Find this grand liquor that hath gilded ’em?

How cam’st thou in this pickle?

TRINCULO      I have been in such a pickle since I saw you last, that I fear me will never out of my bones. I shall not fear fly-blowing.

SEBASTIAN    Why, how now, Stephano?

STEPHANO    O touch me not; I am not Stephano, but a cramp!

PROSPERO     You’d be king o’the isle, sirrah?

STEPHANO    I should have been a sore one then. (5.1.277-289)

A little transitional moment, delaying any further exchange between Prospero and Caliban. Alonso knows his servants by name, and greets them with some rueful affection, even; drunkenness is apparently Stephano’s habitual state. Sebastian’s question suggests that he too could do with a drink: this is a genuine request for information (Where had he wine?) as much as an expression of surprise that there should be any wine found on the island.
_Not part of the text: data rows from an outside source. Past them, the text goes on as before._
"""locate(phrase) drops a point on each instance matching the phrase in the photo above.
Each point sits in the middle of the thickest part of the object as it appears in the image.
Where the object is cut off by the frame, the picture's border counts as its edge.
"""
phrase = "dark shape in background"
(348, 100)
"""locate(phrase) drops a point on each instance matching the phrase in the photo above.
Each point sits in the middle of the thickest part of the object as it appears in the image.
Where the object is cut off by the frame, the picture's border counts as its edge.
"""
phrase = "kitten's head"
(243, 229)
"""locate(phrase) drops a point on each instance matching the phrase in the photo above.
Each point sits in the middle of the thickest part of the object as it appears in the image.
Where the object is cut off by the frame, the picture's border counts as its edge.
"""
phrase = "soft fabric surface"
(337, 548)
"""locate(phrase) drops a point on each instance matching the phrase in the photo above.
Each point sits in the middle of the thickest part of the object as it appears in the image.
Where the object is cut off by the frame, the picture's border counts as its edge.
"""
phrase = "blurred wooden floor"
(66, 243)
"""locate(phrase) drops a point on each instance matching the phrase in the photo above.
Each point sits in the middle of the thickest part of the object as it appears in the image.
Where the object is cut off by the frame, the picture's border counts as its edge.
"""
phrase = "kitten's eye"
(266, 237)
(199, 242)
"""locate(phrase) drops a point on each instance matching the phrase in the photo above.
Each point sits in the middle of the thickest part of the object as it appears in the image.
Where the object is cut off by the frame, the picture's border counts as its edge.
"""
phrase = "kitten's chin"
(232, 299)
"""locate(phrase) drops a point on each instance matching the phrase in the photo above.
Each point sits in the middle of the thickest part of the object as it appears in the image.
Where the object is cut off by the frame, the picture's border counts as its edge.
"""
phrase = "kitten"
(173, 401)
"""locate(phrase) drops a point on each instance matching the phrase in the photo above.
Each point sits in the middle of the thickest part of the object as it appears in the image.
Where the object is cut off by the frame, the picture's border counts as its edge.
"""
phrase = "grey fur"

Trinculo is so drunk he can barely stand, reeling ripe, but Alonso’s rebuke is more amused than angry: how cam’st thou in this pickle? Trinculo is sorrowful drunk: I have been in such a pickle since I saw you last, I’m pretty much pickled all the way through. Thoroughly preserved, long-lasting, like pickled or salted meat; no chance of flies laying their eggs on me. (Trinculo and Stephano’s proper place is back in the kitchen, below stairs, thinking in terms of food and drink, not ruling over islands.) Stephano is in an altogether sorrier state, responding even to Sebastian’s solicitations (which admittedly may have an element of self-interest: Sebastian really needs that drink) with touch me not. I am not Stephano, but a cramp—and this is actually quite nasty; he is so plagued with cramps (like pinches, another of Ariel and Prospero’s signatures) that he has become one big cramp. The reason for his specially harsh treatment (Trinculo does not seem similarly afflicted) is now apparent: You’d be king o’the isle? asks Prospero. Stephano is being punished for theft, for hubris, for getting above his station, and he can only agree: I should have been a sore one then.